Iranian Mythology and Gods
Persia is the Greek name for Iran, the name by which this country was known until 1935. Based on a constant battle between good and evil, Ahura Mazda and Angra Maynu, Persian's mythology gods create stories full of mystery and secrets. Persian pantheon is very extensive, and their gods were divided in two antithetical sides: good gods and evil, bad gods. The myths and gods of ancient Persia are built from a set of beliefs and practices of ethno-linguistic and cultural group of people who lived in antiquity in the present territory of Iran. Persian mythology has spread outside the country to Central Asia and the Black Sea.
The main deity in their mythology was the Persian god Ahura Mazda, the wise lord. Ahura Mazda was the god of the sky during the day, the creator and the protector of their kings. Mithra, the god of the night sky, who later becomes two a god of the sky during the day was at that time linked to the sun. It was the god of social order and discipline and the god of war and war victories.
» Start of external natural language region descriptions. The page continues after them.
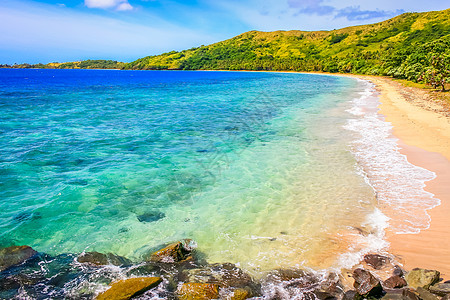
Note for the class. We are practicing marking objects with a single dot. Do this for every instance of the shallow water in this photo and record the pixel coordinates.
(265, 170)
(253, 166)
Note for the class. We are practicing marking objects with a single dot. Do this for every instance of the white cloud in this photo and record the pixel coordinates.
(120, 5)
(124, 6)
(46, 33)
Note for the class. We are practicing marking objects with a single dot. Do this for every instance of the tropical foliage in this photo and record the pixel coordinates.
(412, 46)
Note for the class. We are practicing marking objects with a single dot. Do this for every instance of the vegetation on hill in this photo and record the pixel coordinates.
(412, 46)
(403, 47)
(85, 64)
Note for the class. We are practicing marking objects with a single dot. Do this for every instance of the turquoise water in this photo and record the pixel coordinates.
(255, 167)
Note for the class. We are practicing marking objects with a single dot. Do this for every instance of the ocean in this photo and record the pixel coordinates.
(263, 170)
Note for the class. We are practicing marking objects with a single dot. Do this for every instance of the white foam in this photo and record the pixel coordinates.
(399, 185)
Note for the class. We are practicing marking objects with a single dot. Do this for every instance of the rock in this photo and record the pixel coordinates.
(426, 295)
(100, 259)
(394, 282)
(151, 216)
(441, 289)
(225, 275)
(398, 271)
(126, 289)
(376, 261)
(366, 284)
(320, 295)
(298, 277)
(15, 255)
(349, 295)
(393, 295)
(239, 294)
(175, 252)
(409, 294)
(422, 278)
(198, 291)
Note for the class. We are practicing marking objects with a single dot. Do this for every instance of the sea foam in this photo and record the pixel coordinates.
(399, 185)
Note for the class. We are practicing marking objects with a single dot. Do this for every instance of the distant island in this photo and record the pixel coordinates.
(412, 46)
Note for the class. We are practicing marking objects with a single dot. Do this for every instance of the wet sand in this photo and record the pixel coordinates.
(424, 134)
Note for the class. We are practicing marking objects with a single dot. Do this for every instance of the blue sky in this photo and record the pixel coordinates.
(69, 30)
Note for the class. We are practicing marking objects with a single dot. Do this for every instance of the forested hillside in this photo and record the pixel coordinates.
(412, 46)
(403, 47)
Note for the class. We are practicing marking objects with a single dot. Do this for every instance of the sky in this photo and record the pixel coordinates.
(125, 30)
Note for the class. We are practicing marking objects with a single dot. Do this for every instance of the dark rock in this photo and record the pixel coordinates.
(330, 288)
(126, 289)
(15, 255)
(175, 252)
(349, 295)
(376, 261)
(422, 278)
(409, 294)
(225, 275)
(15, 281)
(297, 277)
(239, 294)
(396, 294)
(394, 282)
(193, 291)
(151, 216)
(321, 295)
(398, 271)
(441, 289)
(366, 284)
(426, 295)
(100, 259)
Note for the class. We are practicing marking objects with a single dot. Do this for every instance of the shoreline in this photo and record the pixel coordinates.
(424, 138)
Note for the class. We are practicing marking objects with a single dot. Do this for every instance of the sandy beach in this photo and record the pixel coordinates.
(424, 133)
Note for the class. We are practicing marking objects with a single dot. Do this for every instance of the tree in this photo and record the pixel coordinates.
(438, 74)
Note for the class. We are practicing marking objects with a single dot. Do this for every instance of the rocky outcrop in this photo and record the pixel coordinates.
(394, 282)
(198, 291)
(376, 261)
(175, 252)
(422, 278)
(126, 289)
(426, 295)
(100, 259)
(366, 284)
(441, 289)
(239, 294)
(15, 255)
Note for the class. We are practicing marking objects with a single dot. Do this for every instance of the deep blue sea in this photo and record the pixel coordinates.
(259, 169)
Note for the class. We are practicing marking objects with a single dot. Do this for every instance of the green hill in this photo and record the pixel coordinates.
(401, 47)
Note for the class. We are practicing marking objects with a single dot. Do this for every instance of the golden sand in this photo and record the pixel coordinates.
(424, 135)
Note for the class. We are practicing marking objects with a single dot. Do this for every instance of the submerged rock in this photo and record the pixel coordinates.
(225, 275)
(422, 278)
(393, 295)
(394, 282)
(151, 216)
(409, 294)
(239, 294)
(15, 255)
(426, 295)
(376, 261)
(398, 271)
(297, 277)
(441, 289)
(366, 284)
(175, 252)
(126, 289)
(100, 259)
(198, 291)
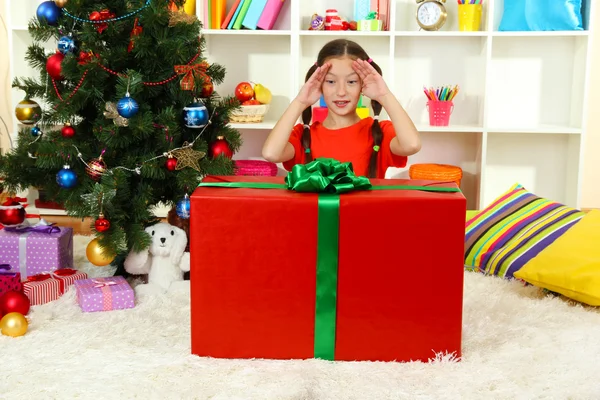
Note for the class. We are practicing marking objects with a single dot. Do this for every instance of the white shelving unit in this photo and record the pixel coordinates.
(519, 116)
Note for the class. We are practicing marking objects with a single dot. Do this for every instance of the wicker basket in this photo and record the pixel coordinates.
(249, 113)
(436, 172)
(255, 168)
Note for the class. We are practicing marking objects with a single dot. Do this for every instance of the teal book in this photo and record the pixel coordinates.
(254, 13)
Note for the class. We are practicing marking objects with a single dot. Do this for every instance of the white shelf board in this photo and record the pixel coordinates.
(345, 33)
(440, 33)
(261, 32)
(539, 33)
(543, 129)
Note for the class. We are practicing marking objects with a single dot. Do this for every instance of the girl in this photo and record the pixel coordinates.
(343, 70)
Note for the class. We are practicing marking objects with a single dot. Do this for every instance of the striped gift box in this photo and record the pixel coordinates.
(44, 288)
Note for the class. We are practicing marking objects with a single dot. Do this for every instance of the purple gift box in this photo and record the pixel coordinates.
(36, 250)
(104, 294)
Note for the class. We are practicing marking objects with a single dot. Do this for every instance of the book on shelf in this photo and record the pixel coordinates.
(243, 14)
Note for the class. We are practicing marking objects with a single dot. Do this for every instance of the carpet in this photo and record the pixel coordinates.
(518, 344)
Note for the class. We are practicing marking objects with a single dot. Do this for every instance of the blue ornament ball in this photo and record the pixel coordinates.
(66, 178)
(49, 13)
(195, 115)
(183, 207)
(36, 131)
(66, 45)
(127, 107)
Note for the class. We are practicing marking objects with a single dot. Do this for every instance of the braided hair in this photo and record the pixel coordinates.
(338, 48)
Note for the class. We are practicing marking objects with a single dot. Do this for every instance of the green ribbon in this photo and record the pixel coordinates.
(329, 178)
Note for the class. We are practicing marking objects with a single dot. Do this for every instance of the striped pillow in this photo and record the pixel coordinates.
(513, 229)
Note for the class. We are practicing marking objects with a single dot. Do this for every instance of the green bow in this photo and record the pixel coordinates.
(329, 178)
(325, 175)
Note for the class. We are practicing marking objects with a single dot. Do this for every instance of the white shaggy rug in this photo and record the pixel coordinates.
(518, 344)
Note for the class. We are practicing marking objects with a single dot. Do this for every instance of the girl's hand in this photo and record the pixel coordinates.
(373, 85)
(311, 91)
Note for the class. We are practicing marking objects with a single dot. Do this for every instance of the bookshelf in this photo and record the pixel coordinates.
(519, 117)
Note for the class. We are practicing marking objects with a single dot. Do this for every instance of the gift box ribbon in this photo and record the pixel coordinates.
(330, 179)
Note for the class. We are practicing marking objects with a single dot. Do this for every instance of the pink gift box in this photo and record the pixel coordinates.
(9, 281)
(104, 294)
(44, 288)
(36, 250)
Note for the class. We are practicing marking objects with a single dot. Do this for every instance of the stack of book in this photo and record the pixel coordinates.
(244, 14)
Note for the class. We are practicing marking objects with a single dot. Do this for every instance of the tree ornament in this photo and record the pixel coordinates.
(67, 44)
(14, 302)
(49, 13)
(36, 131)
(111, 113)
(12, 213)
(171, 163)
(67, 131)
(183, 207)
(28, 112)
(95, 254)
(188, 157)
(95, 168)
(102, 224)
(127, 107)
(207, 89)
(53, 66)
(66, 177)
(221, 147)
(195, 115)
(13, 324)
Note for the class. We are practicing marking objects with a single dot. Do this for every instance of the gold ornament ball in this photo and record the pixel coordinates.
(95, 254)
(13, 324)
(28, 112)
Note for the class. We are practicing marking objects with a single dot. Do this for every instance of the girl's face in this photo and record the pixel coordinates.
(341, 87)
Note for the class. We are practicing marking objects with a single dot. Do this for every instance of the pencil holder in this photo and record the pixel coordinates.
(469, 17)
(439, 112)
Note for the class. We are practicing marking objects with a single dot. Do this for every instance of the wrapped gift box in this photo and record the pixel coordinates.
(9, 281)
(104, 294)
(44, 288)
(36, 250)
(369, 25)
(394, 293)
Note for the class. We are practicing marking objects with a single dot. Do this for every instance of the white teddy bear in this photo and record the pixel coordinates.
(165, 261)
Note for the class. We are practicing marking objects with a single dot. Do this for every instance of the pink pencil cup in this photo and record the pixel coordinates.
(439, 112)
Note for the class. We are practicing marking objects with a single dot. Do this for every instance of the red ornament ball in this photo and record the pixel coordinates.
(102, 224)
(14, 302)
(67, 131)
(12, 213)
(171, 163)
(96, 168)
(54, 67)
(221, 147)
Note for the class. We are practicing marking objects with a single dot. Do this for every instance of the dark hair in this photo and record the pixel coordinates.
(339, 48)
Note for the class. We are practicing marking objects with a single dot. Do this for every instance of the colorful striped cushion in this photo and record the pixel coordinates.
(513, 229)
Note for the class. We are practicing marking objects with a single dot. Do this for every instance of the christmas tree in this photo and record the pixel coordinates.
(122, 118)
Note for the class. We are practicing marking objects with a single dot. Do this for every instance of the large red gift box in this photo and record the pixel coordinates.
(254, 278)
One of the oldest of the Iranian myths is about the invulnerable hero called Isfendar. In one of his adventures as he was fighting against a magical bird, Simurgh, the legend says that she got seriously injured, near death, and her blood spread all over Isfendar's body, except his closed eyes. From that day, because of Simurgh's blood, Isfendar becomes invulnerable, as he could not be killed by any weapon, just wounded. His meets his end during a fight with Rustem, another great hero of Iranian myths, a figure similar to the Greek Heracles. Rustem, advised by Simurgh, the protector of his family, makes a tamarisk arrow and aims Isfendar's eyes during a battle as this was the only unprotected place by the magic blood.